Et puis, je lis aussi sur écran 6,6 pouces, parce qu’on ne peut pas vivre en dehors de son temps, que c’est pratique, et que ne m’endormant plus tout seul mais systématiquement le dernier, je ne peux décemment laisser la lampe de chevet allumée. Mais pour intelligent qu’il soit, mon portable ne possède pas le "toucher" des pages de magazines. Et je ne peux non plus détacher ces dernières lorsqu’elles affichent les photos d’un de ces nombreux modèles dont je possède une réplique en plastoc à monter, afin de les glisser dans la boîte correspondante dans l’illusion qu’elles serviront de référence le jour où j’en aurai entrepris la construction.

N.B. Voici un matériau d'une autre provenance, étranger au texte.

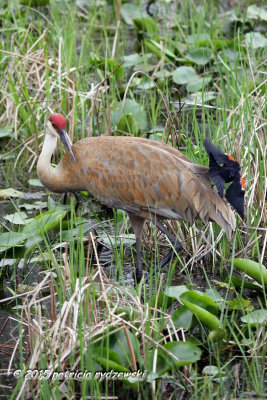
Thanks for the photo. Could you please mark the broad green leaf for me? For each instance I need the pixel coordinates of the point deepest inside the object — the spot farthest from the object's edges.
(182, 75)
(110, 365)
(11, 239)
(17, 218)
(160, 299)
(210, 370)
(200, 98)
(198, 84)
(214, 295)
(129, 12)
(200, 56)
(5, 193)
(69, 234)
(132, 60)
(130, 107)
(255, 12)
(126, 240)
(35, 182)
(183, 353)
(253, 269)
(146, 24)
(182, 318)
(204, 308)
(110, 64)
(194, 39)
(34, 3)
(45, 222)
(6, 132)
(255, 318)
(240, 304)
(216, 335)
(238, 283)
(176, 291)
(36, 205)
(200, 300)
(158, 49)
(7, 261)
(118, 343)
(255, 39)
(204, 316)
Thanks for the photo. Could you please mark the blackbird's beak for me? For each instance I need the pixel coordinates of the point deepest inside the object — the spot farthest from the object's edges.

Et surtout, il me semble que les nombreux contenus en ligne ont perdu en qualité ce qu’ils ont gagné en célérité, comme s’il était désormais plus important de partager au plus vite les caractéristiques du dernier SUV mis sur le marché que d’en peaufiner le contenu. Mais allez savoir, peut-être qu’en me livrant au discours de la décadence dont je ne suis pourtant pas fan, je me berce d’illusions sur un passé qui n’était sans doute ni meilleur ni pire qu’aujourd’hui, mais juste imprimé à l’encre sur du papier, façon Gutenberg. Les plus jeunes d’entre vous -en admettant qu’ils me lisent- auront d’ailleurs beau jeu de me faire remarquer que je rédige cette chronique sur un clavier, et que je la publie en ligne…
Quoiqu’il en soit, je sais ce que je dois aux magazines papier et à ceux qui les ont pondus. C’est donc comme une forme de reconnaissance autant que par plaisir que je m’étais promis de m’y consacrer davantage qu’à l’accoutumée durant la trêve estivale. J’y suis parvenu mais évidemment pas autant que je me l’étais promis.
Bref, dans tous les sens du terme, j’ai été de la revue.